Path: utzoo!mnetor!uunet!lll-winken!lll-crg.llnl.gov!brooks
From: brooks@lll-crg.llnl.gov (Eugene D. Brooks III)
Newsgroups: comp.arch
Subject: Re: SPARC and multiprocessing
Message-ID: <6618@lll-winken.llnl.gov>
Date: 30 Apr 88 22:12:09 GMT
References: <1521@pt.cs.cmu.edu> <28200135@urbsdc> <4921@bloom-beacon.MIT.EDU> <1671@alliant.Alliant.COM> <51321@sun.uucp> <1680@alliant.Alliant.COM>
Sender: usenet@lll-winken.llnl.gov
Reply-To: brooks@lll-crg.llnl.gov.UUCP (Eugene D. Brooks III)

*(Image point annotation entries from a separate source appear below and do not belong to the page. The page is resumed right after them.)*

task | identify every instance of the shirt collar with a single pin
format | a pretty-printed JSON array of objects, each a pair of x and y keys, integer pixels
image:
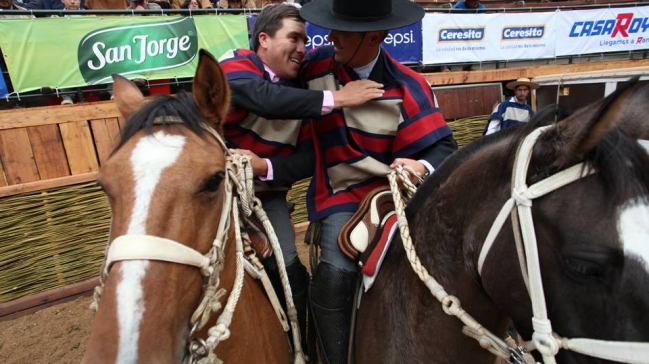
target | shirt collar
[
  {"x": 273, "y": 77},
  {"x": 364, "y": 71}
]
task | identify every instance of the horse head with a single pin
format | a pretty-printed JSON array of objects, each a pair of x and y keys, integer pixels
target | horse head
[
  {"x": 167, "y": 186},
  {"x": 580, "y": 202},
  {"x": 592, "y": 235}
]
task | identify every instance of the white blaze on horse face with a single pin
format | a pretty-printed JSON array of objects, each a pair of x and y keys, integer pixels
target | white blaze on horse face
[
  {"x": 150, "y": 157},
  {"x": 633, "y": 227}
]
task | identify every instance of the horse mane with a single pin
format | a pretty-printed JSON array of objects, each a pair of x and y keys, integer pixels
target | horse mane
[
  {"x": 542, "y": 118},
  {"x": 164, "y": 110},
  {"x": 621, "y": 163}
]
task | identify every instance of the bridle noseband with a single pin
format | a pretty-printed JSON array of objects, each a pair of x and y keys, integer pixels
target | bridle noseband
[{"x": 519, "y": 205}]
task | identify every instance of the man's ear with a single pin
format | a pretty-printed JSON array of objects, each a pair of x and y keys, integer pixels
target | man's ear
[
  {"x": 263, "y": 40},
  {"x": 377, "y": 37}
]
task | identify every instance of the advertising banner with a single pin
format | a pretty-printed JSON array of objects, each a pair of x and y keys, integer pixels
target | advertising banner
[
  {"x": 602, "y": 30},
  {"x": 80, "y": 51},
  {"x": 452, "y": 38}
]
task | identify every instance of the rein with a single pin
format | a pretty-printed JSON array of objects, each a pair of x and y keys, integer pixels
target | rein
[
  {"x": 238, "y": 176},
  {"x": 544, "y": 339}
]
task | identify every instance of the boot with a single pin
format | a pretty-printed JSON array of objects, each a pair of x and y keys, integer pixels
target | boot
[
  {"x": 298, "y": 278},
  {"x": 331, "y": 301}
]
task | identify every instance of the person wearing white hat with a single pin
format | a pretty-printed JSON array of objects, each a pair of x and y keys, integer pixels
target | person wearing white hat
[{"x": 513, "y": 111}]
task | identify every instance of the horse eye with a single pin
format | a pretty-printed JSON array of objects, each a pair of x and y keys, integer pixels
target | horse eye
[
  {"x": 213, "y": 184},
  {"x": 583, "y": 268}
]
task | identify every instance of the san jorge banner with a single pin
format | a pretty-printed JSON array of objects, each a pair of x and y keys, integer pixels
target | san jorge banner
[{"x": 79, "y": 51}]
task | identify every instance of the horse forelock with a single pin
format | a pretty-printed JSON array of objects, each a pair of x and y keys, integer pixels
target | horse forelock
[{"x": 161, "y": 108}]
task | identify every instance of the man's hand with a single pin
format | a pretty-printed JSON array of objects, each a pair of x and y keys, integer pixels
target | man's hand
[
  {"x": 259, "y": 166},
  {"x": 417, "y": 166},
  {"x": 357, "y": 93}
]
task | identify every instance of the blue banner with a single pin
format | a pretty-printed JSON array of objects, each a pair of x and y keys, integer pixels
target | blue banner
[{"x": 404, "y": 44}]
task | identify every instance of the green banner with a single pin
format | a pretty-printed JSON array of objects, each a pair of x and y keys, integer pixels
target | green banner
[{"x": 87, "y": 50}]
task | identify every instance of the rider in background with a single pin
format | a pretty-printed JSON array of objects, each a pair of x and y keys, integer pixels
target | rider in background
[{"x": 513, "y": 111}]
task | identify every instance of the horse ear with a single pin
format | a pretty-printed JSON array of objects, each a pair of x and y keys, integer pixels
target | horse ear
[
  {"x": 634, "y": 121},
  {"x": 576, "y": 135},
  {"x": 210, "y": 89},
  {"x": 128, "y": 97}
]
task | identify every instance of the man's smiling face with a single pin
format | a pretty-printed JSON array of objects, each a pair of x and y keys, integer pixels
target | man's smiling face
[{"x": 284, "y": 51}]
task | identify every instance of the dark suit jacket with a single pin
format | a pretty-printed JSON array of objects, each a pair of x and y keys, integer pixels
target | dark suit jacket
[{"x": 277, "y": 101}]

Organization: Lawrence Livermore National Laboratory
Lines: 33

In article <1680@alliant.Alliant.COM> jeff@alliant.UUCP (Jeff Collins) writes:
>	    - Is there an announced version of the SPARC that allows time
>	      between address-ready and data-ready to have an MMU before the
>	      cache?
>
This is the key to bringing these RISC chips into the realm of real
supercomputing and will of course happen as it will be driven by market
pressures.  You need to allow an "arbitrary" time between address-ready
and data-ready to allow successful use in a multiprocessor environment
where the latency of memory is more or less undetermined due to conflicts
in the shared memory subsystem.  Basically, part of the address ready lines
include a tag which indentifies the request, and when the response to the
request returns the copy of the tag that arrives with it allows the cpu to
figure out what to do with the data.  The number of tag bits limits the
number of outstanding requests for the cpu.  One is likely to sequence the
tag bits in order for speed so the number of outstanding requests will be
further limited by flucuations in arrival order of the responses.  If the
request gets satisfied by the cache it comes back with a low latency, but if
it goes to main memory (shared memory in a multiprocessor) it might have a
substantial latency.  By allowing many requests to be pending at once one
can get "no wait state" performance in the same sense that internal pipelining
delivers "no wait state" performance for the internal cpu functions.  The cpu
must be able to efficiently handle the fact that requests come back out of
order, which means that simple fifo's a la the WM machine won't do.


Rest assured that some future SPARC, MOT88000, Clipper, ..., implementation
will provide this capability by some means as it will be the only way to
further increase performance in the face of the memory latency of a shared
memory multiprocessor.  Whether MIPS will pull this off is not clear, their
basis design principle (religion) of not having harware interlocks would seem
orthogonal to doing it, in short they will find that their basic design
princible was wrong when they try to pipeline cache misses in a shared memory
environment.